Умнов, следуя к амбарам за Жигальниковым, думал о нем с внезапной обидой: «Заявился, городской, учит, распоряжается в наших делах, будто лучше нас знает, что нам делать да как жить. И чужим добром вот распоряжается, навроде своим: — Сапоги возьми, а масло в больницу. Вишь, масла пожалел, чужого-то, — но тут же мысленно сказал и себе: — Да так же, как и ты, Яков, взял вот ключи Ржанова и отпираешь его замки и не на цыпочках ходишь по чужому хозяйству, а хознул дверьми — голуби с крыши снялись. Как-то неожиданно все. По-другому бы. Нелепо. Живи бы он, одноглазый»…
Что-то близкое жалости шевельнулось в душе Якова Назарыча, и, зная, что ему не разобраться в своих чувствах, определенно сказал сам себе: «Наше все это, народное, чего там еще».
За эти дни все село перебывало в доме Ржановых, будто там лежал покойник. Иные только заходили во двор или с улицы заглядывали в пустые окна и, отходя прочь, не знали, о чем говорить и о чем думать, сокрушенно качая головой: было хозяйство и нету больше.
В сумерки как-то прошел мимо загребистым, но угнетенным шагом Федот Федотыч Кадушкин. Не любил он одноглазого и злобного Мишку Ржанова, но заломило сердце, когда увидел на подоконниках побитые стужей комнатные цветочки, кое-как притворенные ворота, через которые со двора на дорогу тянулся след рассыпанной овсяной соломы. Возле ворот стоял дед Филин и небрежно, казалось Кадушкину, курил жаркую трубку: «Заронит, мерзавец. Не свое — никакой бережи».
«Вот, голуба Семен Григорьевич, а ты говорил: никто и пальцем не пошевелит, — мысленно рассуждал Федот Федотыч с Оглоблиным. — Конец заправскому мужику. Да неуж это конец? По всему видится, конец».
Домой Федот Федотыч возвращался другой улицей — не мог видеть отемневшего дома Ржановых, где каждому зернышку знали счет и под каждый мешок съеденного хлеба закладывали капиталец для верных новых трех мешков. Ржановская расчетливость и бережливость, переходившая в скряжничество, вызывала на селе насмешки, а вместе с тем и зависть: ведь из береженого сколь ни бери, не убудет. Под хмельком, бывало, посмеивался над проношенными штанами Ржанова и сам Кадушкин, но, посмеиваясь, тут же с почтением называл его жизнь коренной.
— Смеемся вот над мужиком-то, а в толк не возьмем, что он весь, Ржанов-то, по самую маковку ушел в землю. Нас до единого первый худородный год уронит, мы плисовые штаны свои за котелок ржи променяем. Зато Мишку ни жары, ни морозы не проймут, потому хозяин он укорененный. Деньгу наколотил.
Трудолюбивый, в постоянной работе вскормивший свое большое семейство, Ржанов для Кадушкина был апостолом накопительства: этот лишнего куска не съест, лишней рубахи не износит, зато копейка в доме заместо иконы. Такие Ржановы, бережливы, усердны, завсегда будут на виду у людей, в почете. Работный мир будет завсегда равняться на них. Кадушкин из чувства ревности всегда желал Ржанову хозяйственных прорух, однако втайне тосковал по родству с ним: сперва надеялся свою Любаву выдать в крепкий дом — не посватались Ржановы, потом решился взять в снохи толстомясую, но работящую Настю, тут опять Харитон зауросил и вывел, окаянный, совсем в другую сторону.
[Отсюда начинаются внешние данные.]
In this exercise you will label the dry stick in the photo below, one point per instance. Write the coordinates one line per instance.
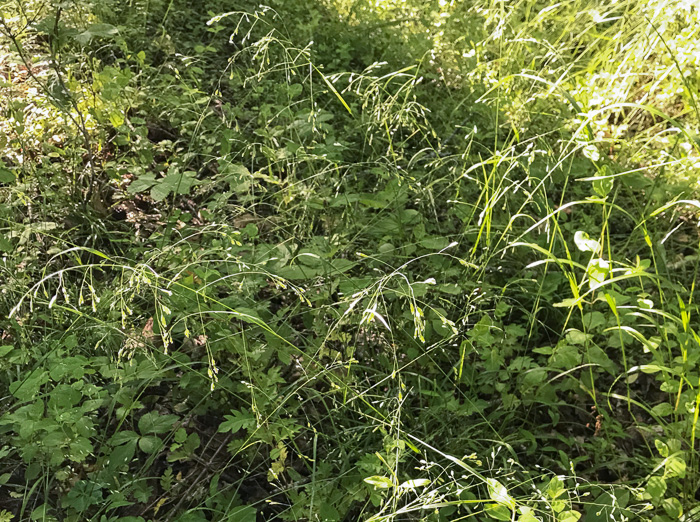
(197, 479)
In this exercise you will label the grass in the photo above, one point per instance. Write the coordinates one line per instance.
(438, 264)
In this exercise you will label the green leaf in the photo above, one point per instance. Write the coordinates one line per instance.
(656, 488)
(6, 176)
(154, 423)
(661, 447)
(121, 455)
(663, 409)
(598, 270)
(150, 444)
(239, 420)
(555, 488)
(569, 516)
(498, 511)
(379, 482)
(498, 493)
(673, 508)
(585, 243)
(141, 184)
(602, 184)
(675, 467)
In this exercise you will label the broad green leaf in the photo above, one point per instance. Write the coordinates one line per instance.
(598, 270)
(155, 423)
(656, 488)
(141, 184)
(239, 420)
(674, 467)
(499, 494)
(673, 508)
(555, 488)
(150, 444)
(6, 176)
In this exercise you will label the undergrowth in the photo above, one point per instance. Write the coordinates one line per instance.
(374, 261)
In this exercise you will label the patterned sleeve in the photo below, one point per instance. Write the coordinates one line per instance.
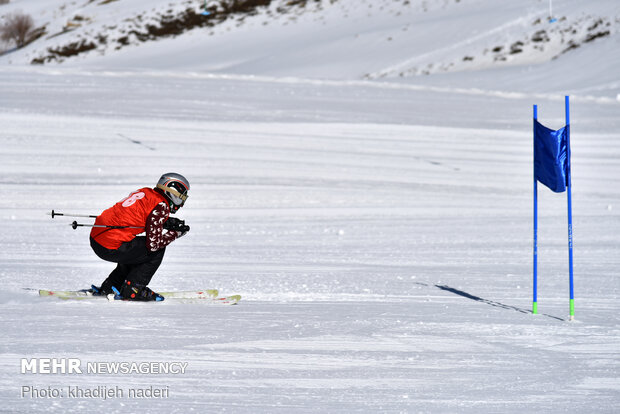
(156, 238)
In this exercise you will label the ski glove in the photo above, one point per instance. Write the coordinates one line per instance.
(178, 225)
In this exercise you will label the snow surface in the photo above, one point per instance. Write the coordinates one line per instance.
(378, 227)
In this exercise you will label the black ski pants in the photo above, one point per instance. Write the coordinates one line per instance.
(134, 262)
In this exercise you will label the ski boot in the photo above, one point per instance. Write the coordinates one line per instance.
(134, 291)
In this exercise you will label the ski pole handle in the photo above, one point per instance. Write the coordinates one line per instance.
(54, 214)
(75, 225)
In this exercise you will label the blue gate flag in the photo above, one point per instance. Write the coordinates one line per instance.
(550, 155)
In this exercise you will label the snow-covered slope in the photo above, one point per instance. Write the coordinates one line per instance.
(344, 39)
(378, 226)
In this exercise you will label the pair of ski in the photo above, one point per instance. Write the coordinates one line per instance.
(206, 296)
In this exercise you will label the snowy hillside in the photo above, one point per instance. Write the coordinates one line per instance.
(361, 173)
(327, 39)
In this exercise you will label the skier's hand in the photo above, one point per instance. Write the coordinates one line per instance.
(182, 230)
(174, 224)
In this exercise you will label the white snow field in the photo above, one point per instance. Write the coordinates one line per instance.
(376, 220)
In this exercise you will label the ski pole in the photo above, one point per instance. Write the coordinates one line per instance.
(54, 214)
(75, 225)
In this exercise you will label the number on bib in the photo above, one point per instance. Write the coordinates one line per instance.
(132, 198)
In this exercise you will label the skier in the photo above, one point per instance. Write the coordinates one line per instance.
(138, 257)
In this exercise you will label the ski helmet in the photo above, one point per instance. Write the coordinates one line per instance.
(175, 188)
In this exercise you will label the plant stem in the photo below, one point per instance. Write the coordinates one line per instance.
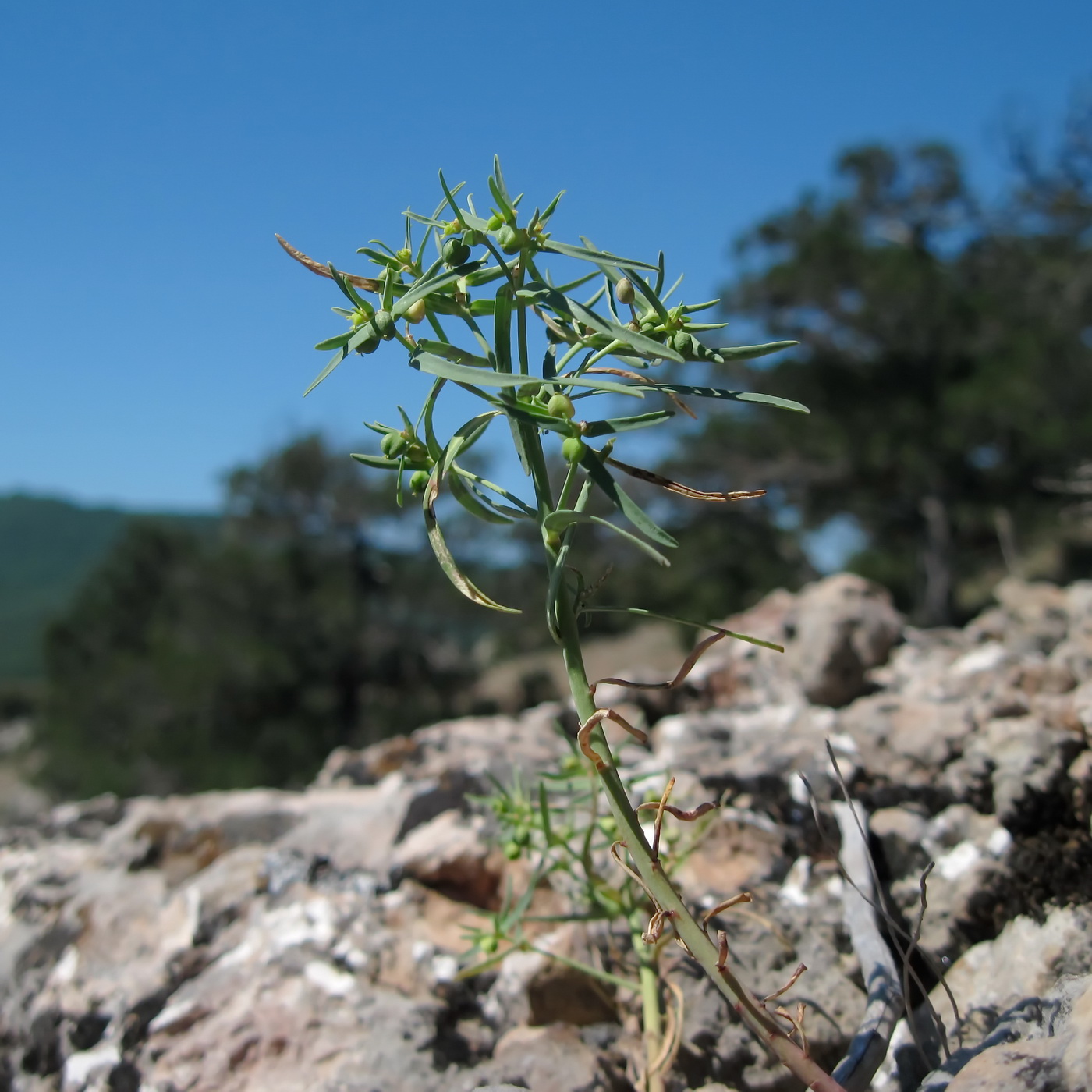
(650, 1009)
(761, 1023)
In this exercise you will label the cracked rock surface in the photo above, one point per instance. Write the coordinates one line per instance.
(264, 941)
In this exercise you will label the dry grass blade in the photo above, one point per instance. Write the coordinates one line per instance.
(673, 1037)
(358, 282)
(633, 875)
(679, 813)
(584, 735)
(682, 491)
(788, 986)
(728, 904)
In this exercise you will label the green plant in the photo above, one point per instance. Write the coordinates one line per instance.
(568, 838)
(627, 319)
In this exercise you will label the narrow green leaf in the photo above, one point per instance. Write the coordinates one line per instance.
(750, 352)
(485, 275)
(714, 392)
(529, 415)
(471, 220)
(644, 289)
(464, 438)
(380, 259)
(590, 254)
(425, 287)
(502, 328)
(378, 462)
(349, 292)
(521, 507)
(335, 360)
(338, 342)
(453, 353)
(646, 346)
(640, 612)
(544, 218)
(434, 449)
(626, 424)
(622, 500)
(460, 374)
(472, 504)
(499, 178)
(451, 201)
(429, 221)
(507, 211)
(562, 518)
(452, 571)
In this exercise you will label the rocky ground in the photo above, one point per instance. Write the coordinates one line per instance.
(267, 941)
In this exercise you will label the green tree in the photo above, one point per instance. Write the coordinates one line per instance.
(944, 354)
(190, 662)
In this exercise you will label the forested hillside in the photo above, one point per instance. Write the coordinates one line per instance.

В мыслях своя судьба тесно переплеталась с судьбой Ржановых, и потому от чужого разора болела душа. Подходя к своему дому, Кадушкин не увидел в нем ни единого огонька — поясницу так и резануло от сердечного ослабления. «Не надо уж было ходить, — раскаянно подумал. — Теперь в каждом месте будет чудиться ржановское. Худое к худу, боже милостивый, скорей бы уж. Чего это я? Ведь не свяжись Мишка с перекупщиком, не стрельни сдуру — кто б его тронул».